Alain Vigneault was named head coach of the New York Rangers, replacing John Tortorella.

Vigneault brings a welcoming demeanor away from the rink and a more offensive philosophy on it — in contrast with the feisty Tortorella’s way of working in the defensive zone and putting a premium on blocking shots in front of star goalie Henrik Lundqvist.

Vigneault, 52, was given a five-year deal. In 11 seasons as an NHL head coach with Montreal and Vancouver, Vigneault is 422-288-35-61 in 806 games.



Lindy Ruff is the new coach of the Dallas Stars. Ruff coached 15 seasons for the Buffalo Sabres before being fired in February, when he was the NHL’s longest active-serving coach with one team.

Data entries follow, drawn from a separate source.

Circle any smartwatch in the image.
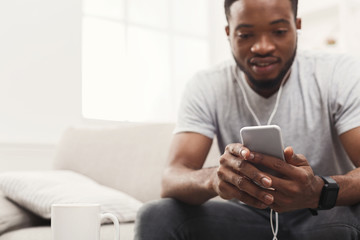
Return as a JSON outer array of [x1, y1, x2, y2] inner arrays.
[[317, 176, 339, 210], [309, 176, 339, 216]]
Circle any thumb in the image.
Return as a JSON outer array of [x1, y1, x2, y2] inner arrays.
[[284, 147, 309, 167], [284, 147, 294, 162]]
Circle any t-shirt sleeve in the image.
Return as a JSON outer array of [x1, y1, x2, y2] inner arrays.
[[174, 74, 216, 139], [330, 55, 360, 134]]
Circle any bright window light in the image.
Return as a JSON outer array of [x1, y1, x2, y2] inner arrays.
[[82, 0, 210, 122]]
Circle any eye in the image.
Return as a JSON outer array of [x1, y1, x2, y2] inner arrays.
[[237, 33, 253, 40], [273, 29, 288, 36]]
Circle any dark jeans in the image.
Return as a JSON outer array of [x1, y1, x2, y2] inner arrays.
[[135, 199, 360, 240]]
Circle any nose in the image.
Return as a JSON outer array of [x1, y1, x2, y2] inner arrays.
[[251, 34, 276, 55]]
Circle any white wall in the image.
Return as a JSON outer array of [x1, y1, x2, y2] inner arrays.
[[0, 0, 81, 143], [0, 0, 81, 172]]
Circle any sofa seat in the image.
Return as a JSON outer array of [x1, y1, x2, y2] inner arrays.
[[0, 123, 219, 240], [0, 223, 134, 240]]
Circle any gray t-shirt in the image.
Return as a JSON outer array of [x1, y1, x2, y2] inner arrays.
[[175, 52, 360, 175]]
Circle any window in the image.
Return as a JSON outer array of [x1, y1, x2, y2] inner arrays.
[[82, 0, 210, 122]]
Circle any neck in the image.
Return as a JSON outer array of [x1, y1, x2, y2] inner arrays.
[[244, 69, 291, 98]]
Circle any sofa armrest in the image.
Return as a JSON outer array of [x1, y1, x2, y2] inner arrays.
[[0, 191, 48, 235]]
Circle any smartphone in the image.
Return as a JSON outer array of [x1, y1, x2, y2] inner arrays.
[[240, 125, 285, 176]]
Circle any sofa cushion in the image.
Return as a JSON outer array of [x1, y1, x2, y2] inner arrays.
[[0, 192, 44, 235], [0, 170, 142, 222], [50, 123, 219, 202]]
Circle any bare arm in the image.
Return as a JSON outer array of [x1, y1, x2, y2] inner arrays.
[[162, 133, 278, 208], [161, 133, 217, 204], [235, 127, 360, 212], [332, 127, 360, 205]]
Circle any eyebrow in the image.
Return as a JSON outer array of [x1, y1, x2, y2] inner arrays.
[[235, 18, 290, 31]]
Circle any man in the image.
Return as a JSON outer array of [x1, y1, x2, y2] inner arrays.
[[136, 0, 360, 239]]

Jamie Hampton reached the first final of her career when she defeated Caroline Wozniacki, 6-7 (8), 7-5, 6-3, in the Aegon International tournament at Eastbourne, England. She faces Elena Vesnina of Russia in Saturday’s final.

Vesnina beat Yanina Wickmayer of Belgium, 6-2, 6-0, in 51 minutes and will be bidding for her second title of the year after winning Hobart in January.

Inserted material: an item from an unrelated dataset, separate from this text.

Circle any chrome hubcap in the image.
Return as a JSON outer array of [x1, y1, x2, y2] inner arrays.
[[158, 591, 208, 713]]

In the men’s semifinals, Feliciano Lopez of Spain defeated Igor Dodig of Croatia, 7-6 (3), 6-1, and Gilles Simon of France beat Andrea Seppi of Italy, 6-4, 6-3.



At the U.S. track and field championships in Des Moines, Iowa, American sprinter Tyson Gay overcame a slow start to win the 100 meters, surging past Justin Gatlin halfway through the race. Gay finished in a time of 9.75 seconds, the fastest in the world this season.

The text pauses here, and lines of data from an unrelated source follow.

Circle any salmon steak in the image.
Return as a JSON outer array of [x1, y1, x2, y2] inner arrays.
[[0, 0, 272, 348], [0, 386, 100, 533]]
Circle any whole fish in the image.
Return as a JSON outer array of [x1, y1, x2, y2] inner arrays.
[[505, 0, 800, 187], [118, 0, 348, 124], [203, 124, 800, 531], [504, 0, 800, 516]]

Gay also beat the time put up Friday by Usain Bolt, who clocked 9.94 seconds in the 100 to win the finals of the Jamaica national championships.


New Jersey state police said that a mechanical problem was to blame for the dirt-track racing crash that killed NASCAR driver Jason Leffler.

The state police released some findings from a not-yet-complete report on the June 12 crash at Bridgeport Speedway in Logan Township.

The report finds that a torsion stop came off, causing part of the sprint car’s suspension system to become lodged between a wheel and the steering system. As a result, the report found, Leffler was unable to control the car’s steering as he came out of the fourth turn and spun out, slamming into the concrete wall along the side of the track.


The report does not say how fast Leffler was going, but says cars in the race were averaging 135 mph and hitting 150 mph on straightaways.

Blunt-force neck injuries were cited as his cause of death.

The 37-year-old Long Beach native was a two-time winner on the NASCAR Nationwide Series and a one-time winner in the Truck Series. Leffler, who had a 5-year-old son, raced in both the Daytona 500 and Indianapolis 500 over his 14-year career.


Former All-Star outfielder Lenny Dykstra was released from a California prison after serving time for bankruptcy fraud.

Dykstra, 50, who had a 12-year career with the New York Mets and Philadelphia Phillies, was freed, according to federal Bureau of Prisons records, but no other details were available.

Dykstra was sentenced in December to 61/2 months in prison for hiding baseball gloves and other heirlooms from his playing days that were supposed to be part of his bankruptcy filing. He already had served seven months in custody awaiting sentencing.